Di Indonesia, Idul Fitri atau Lebaran, selalu identik dengan makanan-makanan khasnya. Opor ayam, rendang dan sayur manisa adalah masakan-masakan yang selalu kita temui saat berkunjung ke rumah orang tua, ataupun sanak saudara. Dan tentunya ada satu makanan pelengkap yang juga tak pernah absen kita temui, yaitu Ketupat.
Ketupat mirip seperti lontong, berbahan dasar beras yang dimasukkan di suatu anyaman janur, yang kemudian direbus hingga matang dan mengeras. Ketupat sendiri berasal dari bahasa Kaffah atau bahasa lainnya Kafatan yang memiliki arti sempurna.
Ketupat sendiri dipopulerkan pertama kali pada masa Sunan Kalijaga. Beliau memperkenalkan simbol tersebut untuk memperingati suatu perayaan dengan nama perayaan Kupatan. Daun kelapa dipilih sebagai media untuk mewakili banyaknya pohon kelapa yang tumbuh di pesisir pantai.
Dikarenakan diperkenalkan oleh Sunan Kalijaga, ketupat lebih populer di daerah pulau jawa. Meskipun di daerah lain pun banyak yang juga mengadopsi tradisi ketupat, namun untuk masakan pelengkapnya berbeda-beda menyesuaikan dengan kesukaan di daerah masing-masing.
Penggunaan ketupat ini ada 2 momen berbeda, namun tetap berdekatan dengan suasana Idul Fitri. Sebagian masyarakat menggunakan ketupat saat hari lebaran, sebagai sarana masakan saat keluara besar berkumpul. Namun ada juga sebagian masyarakat lainnya yang membuat ketupat pada saat 1 minggu setelah hari raya Idul Fitri.
Untuk masyarakat yang membuat ketupat pada saat 1 minggu setelah Idul Fitri, mereka menyebutnya dengan tradisi Hari Raya Ketupat dengan diawali puasa syawal selama 6 hari. Berbeda dengan Idul Fitri yang sarat akan nilai ibadah, untuk Hari Raya Ketupat ini lebih pada perayaan sebagai bentuk bersyukur karena berhasil melewati satu bulan berpuasa di bulan Ramadhan.
Melihat dari sejarahnya, tradisi ini sengaja dipopulerkan oleh Sunan Kalijaga untuk mempertahankan suasana kehangatan dan keakraban berkumpul dalam keluarga besar untuk waktu yang lebih lama.

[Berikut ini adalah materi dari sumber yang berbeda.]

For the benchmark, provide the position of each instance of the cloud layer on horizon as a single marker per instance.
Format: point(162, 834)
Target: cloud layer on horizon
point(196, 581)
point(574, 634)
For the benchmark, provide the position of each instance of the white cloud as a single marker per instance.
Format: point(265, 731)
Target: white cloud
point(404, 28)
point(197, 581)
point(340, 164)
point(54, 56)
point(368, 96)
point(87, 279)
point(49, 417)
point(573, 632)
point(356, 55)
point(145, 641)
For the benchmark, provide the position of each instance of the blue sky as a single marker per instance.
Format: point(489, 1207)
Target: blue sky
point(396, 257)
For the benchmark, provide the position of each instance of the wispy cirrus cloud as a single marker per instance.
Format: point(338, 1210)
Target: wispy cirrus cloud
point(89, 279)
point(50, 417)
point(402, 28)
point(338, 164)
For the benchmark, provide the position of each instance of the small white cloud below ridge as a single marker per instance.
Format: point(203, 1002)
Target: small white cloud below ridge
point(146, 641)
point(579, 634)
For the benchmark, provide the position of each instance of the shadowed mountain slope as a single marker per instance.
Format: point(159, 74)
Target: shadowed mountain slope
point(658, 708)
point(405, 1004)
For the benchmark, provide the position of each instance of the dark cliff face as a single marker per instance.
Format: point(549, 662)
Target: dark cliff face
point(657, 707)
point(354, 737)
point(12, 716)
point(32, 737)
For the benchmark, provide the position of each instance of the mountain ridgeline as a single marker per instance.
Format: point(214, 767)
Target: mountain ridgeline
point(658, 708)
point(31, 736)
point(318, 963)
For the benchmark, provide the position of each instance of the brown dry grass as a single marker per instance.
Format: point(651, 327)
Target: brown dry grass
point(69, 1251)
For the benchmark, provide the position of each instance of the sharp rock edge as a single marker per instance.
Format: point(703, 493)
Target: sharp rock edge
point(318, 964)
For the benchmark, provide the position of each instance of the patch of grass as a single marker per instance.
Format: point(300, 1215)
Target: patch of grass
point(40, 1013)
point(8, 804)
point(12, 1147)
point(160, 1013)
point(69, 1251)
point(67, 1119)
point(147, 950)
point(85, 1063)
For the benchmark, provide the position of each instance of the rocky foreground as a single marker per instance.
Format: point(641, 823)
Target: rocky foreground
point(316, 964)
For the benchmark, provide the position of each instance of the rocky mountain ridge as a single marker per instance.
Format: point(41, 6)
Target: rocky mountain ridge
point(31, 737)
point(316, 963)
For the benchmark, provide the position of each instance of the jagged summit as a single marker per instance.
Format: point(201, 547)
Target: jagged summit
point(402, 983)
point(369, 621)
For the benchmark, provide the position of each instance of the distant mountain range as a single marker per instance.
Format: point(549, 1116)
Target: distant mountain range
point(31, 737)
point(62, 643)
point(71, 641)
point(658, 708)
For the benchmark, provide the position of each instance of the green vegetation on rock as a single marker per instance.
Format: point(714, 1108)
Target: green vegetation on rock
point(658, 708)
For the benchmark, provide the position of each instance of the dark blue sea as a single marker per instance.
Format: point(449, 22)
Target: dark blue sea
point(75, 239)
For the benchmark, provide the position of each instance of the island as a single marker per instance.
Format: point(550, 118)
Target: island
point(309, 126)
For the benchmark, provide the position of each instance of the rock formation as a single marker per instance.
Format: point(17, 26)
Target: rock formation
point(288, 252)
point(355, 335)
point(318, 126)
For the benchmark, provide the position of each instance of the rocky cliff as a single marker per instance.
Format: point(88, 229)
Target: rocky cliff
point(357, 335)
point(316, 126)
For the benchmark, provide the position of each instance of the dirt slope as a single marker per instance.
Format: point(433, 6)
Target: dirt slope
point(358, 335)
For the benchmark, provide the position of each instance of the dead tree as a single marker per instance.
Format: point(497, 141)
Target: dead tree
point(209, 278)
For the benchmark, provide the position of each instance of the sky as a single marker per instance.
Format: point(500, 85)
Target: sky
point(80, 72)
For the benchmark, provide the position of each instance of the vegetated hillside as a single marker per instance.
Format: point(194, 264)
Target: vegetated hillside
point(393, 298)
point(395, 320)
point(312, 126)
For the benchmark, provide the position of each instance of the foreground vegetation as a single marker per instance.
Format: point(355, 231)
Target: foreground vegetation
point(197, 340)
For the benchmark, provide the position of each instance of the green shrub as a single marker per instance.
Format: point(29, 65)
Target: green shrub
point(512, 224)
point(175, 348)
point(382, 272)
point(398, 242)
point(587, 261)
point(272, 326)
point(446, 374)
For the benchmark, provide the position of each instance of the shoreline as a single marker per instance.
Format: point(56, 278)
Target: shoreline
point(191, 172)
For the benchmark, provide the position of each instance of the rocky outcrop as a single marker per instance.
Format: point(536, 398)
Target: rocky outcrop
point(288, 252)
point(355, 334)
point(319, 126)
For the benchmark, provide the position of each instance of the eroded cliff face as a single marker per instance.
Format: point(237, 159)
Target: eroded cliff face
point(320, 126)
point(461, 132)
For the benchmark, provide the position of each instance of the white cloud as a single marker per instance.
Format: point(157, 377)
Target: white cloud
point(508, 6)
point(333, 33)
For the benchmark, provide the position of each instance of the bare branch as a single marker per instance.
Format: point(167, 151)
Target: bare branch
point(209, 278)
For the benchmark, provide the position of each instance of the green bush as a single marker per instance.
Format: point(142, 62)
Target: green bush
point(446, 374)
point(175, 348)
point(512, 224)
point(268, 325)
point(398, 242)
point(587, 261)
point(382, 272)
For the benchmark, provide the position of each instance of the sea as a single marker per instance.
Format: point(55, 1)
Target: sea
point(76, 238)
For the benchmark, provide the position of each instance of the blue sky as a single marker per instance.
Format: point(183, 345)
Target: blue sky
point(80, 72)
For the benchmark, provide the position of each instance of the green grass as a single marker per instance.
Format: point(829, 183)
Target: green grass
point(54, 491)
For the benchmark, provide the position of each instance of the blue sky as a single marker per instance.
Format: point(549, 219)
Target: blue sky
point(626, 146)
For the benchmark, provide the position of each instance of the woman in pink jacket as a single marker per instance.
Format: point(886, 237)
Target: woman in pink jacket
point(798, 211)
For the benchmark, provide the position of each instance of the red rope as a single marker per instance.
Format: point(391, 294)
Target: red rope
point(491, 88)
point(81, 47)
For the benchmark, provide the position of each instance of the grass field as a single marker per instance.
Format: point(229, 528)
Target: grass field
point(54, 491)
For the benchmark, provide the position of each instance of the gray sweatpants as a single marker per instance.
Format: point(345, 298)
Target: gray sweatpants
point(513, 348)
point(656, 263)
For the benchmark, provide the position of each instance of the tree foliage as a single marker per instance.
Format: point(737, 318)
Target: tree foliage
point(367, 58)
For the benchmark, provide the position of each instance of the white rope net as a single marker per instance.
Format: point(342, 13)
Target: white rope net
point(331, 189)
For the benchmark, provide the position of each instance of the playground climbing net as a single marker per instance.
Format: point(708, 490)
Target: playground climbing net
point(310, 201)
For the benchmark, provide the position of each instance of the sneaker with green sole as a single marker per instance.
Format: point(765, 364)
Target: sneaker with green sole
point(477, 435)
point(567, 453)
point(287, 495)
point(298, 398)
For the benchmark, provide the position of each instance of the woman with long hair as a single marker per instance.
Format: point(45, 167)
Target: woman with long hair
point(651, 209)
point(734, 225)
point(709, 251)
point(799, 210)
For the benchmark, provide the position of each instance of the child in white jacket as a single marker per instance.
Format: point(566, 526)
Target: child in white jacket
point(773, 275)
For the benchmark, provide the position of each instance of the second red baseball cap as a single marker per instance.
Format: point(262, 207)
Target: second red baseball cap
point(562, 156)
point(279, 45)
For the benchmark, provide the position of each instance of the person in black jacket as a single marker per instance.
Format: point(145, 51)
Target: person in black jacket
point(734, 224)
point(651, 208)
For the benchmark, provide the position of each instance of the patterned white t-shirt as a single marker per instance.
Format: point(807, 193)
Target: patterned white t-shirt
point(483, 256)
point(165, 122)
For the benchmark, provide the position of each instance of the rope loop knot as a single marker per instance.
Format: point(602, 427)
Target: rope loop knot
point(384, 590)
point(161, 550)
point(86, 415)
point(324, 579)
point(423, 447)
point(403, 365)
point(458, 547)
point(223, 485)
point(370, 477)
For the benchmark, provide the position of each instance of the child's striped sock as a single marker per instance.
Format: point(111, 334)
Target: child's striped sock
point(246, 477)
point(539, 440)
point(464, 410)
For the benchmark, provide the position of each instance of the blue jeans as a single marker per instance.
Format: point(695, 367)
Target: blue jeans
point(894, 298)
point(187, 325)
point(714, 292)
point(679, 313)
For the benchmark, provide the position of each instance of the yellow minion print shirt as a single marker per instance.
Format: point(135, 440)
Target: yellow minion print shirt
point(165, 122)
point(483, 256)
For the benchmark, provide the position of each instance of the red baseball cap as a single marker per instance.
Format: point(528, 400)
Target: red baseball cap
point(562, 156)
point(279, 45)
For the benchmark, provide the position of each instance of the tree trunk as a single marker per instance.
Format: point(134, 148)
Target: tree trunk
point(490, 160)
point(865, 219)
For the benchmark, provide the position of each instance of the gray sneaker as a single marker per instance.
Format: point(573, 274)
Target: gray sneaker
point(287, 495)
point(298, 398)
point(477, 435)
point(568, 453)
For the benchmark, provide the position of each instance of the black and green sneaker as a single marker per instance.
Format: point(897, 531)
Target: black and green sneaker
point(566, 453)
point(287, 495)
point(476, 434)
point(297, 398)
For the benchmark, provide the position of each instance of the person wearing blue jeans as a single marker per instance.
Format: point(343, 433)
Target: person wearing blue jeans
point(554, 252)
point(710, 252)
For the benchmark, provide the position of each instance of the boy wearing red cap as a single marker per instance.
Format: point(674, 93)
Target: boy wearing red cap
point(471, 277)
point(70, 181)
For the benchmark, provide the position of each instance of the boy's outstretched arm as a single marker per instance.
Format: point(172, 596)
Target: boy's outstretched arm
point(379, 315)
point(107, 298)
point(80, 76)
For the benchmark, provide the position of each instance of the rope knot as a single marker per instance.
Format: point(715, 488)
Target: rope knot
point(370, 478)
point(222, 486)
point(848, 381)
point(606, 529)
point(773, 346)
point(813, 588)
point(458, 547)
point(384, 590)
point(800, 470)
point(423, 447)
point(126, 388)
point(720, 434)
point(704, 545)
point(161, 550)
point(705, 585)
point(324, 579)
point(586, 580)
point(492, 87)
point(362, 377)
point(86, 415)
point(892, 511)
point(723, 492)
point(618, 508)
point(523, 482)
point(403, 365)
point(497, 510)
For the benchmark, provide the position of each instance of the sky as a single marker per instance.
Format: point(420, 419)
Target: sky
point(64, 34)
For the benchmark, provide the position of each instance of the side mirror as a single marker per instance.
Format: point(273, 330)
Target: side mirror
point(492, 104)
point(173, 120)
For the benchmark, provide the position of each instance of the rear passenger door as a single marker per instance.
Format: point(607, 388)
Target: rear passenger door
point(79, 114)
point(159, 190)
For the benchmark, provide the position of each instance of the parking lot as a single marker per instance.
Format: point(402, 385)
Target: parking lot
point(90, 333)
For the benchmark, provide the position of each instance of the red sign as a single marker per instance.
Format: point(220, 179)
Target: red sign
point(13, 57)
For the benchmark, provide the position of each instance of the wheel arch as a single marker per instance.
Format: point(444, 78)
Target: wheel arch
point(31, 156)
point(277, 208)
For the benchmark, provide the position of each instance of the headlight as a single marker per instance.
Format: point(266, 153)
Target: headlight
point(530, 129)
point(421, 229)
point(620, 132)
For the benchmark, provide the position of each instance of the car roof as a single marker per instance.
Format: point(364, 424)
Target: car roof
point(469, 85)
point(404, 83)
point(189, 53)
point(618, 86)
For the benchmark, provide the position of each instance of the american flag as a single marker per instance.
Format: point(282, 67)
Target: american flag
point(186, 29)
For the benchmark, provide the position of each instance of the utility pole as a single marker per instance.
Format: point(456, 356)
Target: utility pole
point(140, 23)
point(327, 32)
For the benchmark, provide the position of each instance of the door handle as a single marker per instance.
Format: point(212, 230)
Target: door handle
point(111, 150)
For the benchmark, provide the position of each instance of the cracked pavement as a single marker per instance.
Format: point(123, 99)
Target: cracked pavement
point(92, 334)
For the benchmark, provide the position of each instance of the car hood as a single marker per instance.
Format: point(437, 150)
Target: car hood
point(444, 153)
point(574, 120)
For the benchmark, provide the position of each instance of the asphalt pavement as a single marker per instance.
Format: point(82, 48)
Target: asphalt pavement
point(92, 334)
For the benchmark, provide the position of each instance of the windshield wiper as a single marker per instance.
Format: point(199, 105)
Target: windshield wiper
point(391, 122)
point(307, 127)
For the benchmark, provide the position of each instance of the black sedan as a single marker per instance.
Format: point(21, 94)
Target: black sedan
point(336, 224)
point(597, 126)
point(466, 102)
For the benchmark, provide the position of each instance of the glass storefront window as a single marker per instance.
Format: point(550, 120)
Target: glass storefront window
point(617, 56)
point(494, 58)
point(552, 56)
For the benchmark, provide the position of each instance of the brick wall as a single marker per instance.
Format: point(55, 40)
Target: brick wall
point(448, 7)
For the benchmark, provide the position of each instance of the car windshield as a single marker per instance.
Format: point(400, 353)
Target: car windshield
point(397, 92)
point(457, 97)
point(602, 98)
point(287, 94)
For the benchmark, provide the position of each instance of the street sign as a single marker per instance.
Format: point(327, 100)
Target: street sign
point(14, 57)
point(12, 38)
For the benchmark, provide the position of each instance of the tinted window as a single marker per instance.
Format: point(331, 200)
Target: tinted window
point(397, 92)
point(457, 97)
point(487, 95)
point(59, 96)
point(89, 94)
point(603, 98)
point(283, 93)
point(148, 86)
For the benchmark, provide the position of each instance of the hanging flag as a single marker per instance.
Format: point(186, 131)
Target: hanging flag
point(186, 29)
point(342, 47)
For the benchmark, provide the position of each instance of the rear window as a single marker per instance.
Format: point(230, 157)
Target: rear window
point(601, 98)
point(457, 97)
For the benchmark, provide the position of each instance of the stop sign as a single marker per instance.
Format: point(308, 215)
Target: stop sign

Mengingat momen Ramadhan dan Idul Fitri hanya datang sekali dalam satu tahun, dan merupakan momen maaf-maafan yang tentunya sayang kalau harus dilewati dalam 1 atau 2 hari saja.
Walaupun begitu, tidak ada salahnya untuk tetap menjaga silaturahmi setiap waktu, meski bukan pada saat Ramadhan dan Idul Fitri, kepada keluarga khususnya dan juga para kerabat pada umumnya. Mengingat menjaga silaturahmi adalah tugas untuk setiap muslim.